# Looking at the Relationship between Music Preference & Personality traits



## MelissaM (Nov 23, 2013)

Hi guys, i'm a Psychology student currently doing my dissertation which looks into the relationship between music preference and personality traits. I would really appreciate if Classical Music Fans took part in my 10 minute online survey! https://www.surveymonkey.com/s/HXNM67T your help would be awesome, thank you!


----------



## Gilberto (Sep 12, 2013)

I did my part. Good luck.


----------



## Guest (Nov 23, 2013)

Did I miss where there was a choice of musical genres? On the last page, there was a reference to "the" four genres, but I didn't see them on offer.

Given that, according to the link provided, I have both low self esteem and high self esteem - as I like classical and indie - I'm not sure that mood has been taken sufficiently into account.

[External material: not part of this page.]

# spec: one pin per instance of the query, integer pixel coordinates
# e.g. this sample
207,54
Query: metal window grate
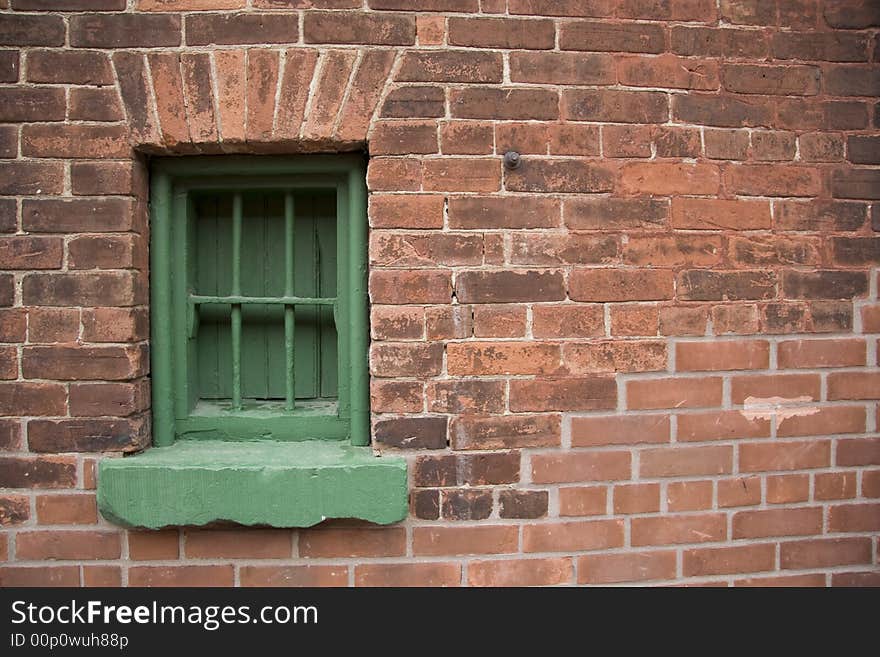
235,300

http://news.bbc.co.uk/1/hi/7598549.stm


----------



## Taggart (Feb 14, 2013)

Also the link suggests that country music lovers are hardworking, outgoing in contrast to the traditional stereotype: 

Country music: dog died, my woman took my truck, think I'll get drunk!


----------



## Ingélou (Feb 10, 2013)

Did it - enjoyed it - didn't take ten minutes; more like four or five.


----------



## Ukko (Jun 4, 2010)

Taggart said:


> Also the link suggests that country music lovers are hardworking, outgoing in contrast to the traditional stereotype:
> 
> Country music: dog died, my woman took my truck, think I'll get drunk!

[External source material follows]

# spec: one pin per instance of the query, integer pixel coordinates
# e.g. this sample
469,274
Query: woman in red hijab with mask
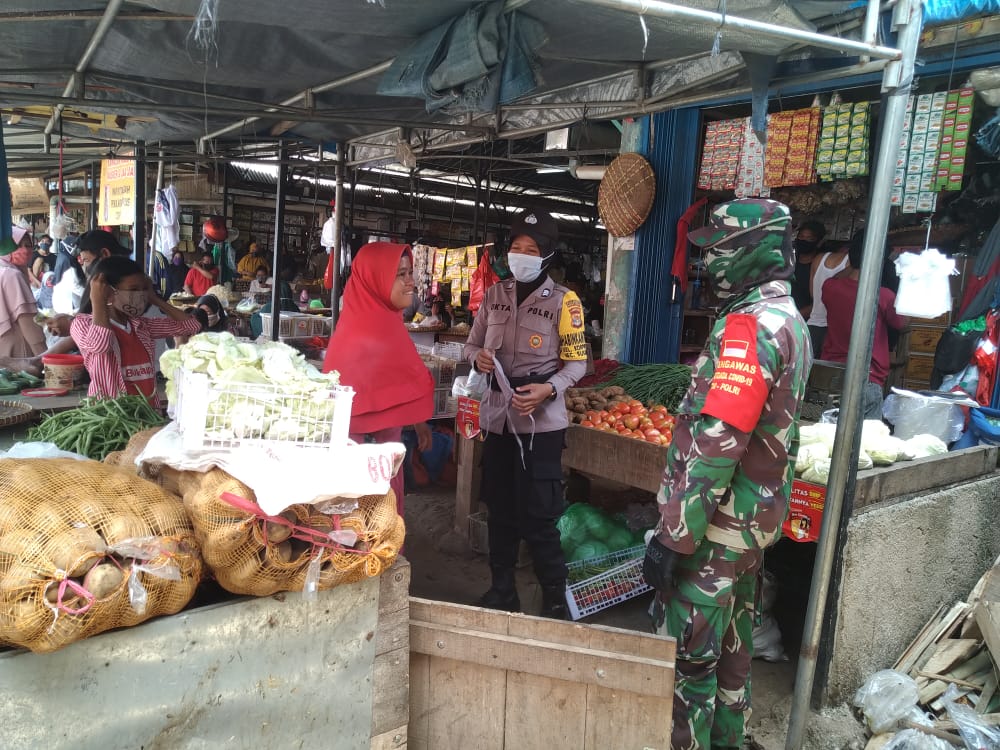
374,354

Probably a linkage thing. The link means to address country-music lovers, while your 'traditional stereotype' addresses country music-lovers. Or maybe its the other way around; depends on whether the prejudice is against _country music_ or _country_. Both of those exist, often in the same minds.

[Took the survey. Flunked.]


----------



## Cheyenne (Aug 6, 2012)

I too apparently have both low and high self-esteem, interestingly enough; but rebellious and reflective are a fine combination, I suppose.


----------



## Manxfeeder (Oct 19, 2010)

Done. I'm afraid I'm about to be analyzed, put in a box, and filed in a large depository next to the Lost Ark. 

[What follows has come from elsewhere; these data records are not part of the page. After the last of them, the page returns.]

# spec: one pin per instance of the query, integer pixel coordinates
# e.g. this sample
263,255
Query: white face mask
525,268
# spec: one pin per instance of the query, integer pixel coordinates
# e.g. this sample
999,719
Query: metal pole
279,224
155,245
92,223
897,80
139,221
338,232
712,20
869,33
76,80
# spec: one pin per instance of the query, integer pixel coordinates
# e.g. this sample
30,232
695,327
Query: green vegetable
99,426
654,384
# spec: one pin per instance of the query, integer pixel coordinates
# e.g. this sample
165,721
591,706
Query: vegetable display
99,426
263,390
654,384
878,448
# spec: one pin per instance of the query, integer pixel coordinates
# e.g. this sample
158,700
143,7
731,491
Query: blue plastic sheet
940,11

(Just kidding, of course. I'll do anything I can to help someone get a good grade.)


----------



## Weston (Jul 11, 2008)

There is a danger of linking the personalities of those who agree to take surveys, but I assume you take that into consideration. I would enjoy getting some idea of the any conclusions drawn if that is possible once it is finished.


----------



## GGluek (Dec 11, 2011)

I question whether or not you'll really find out anything that's relevant to anything, but it's at very least harmless.


----------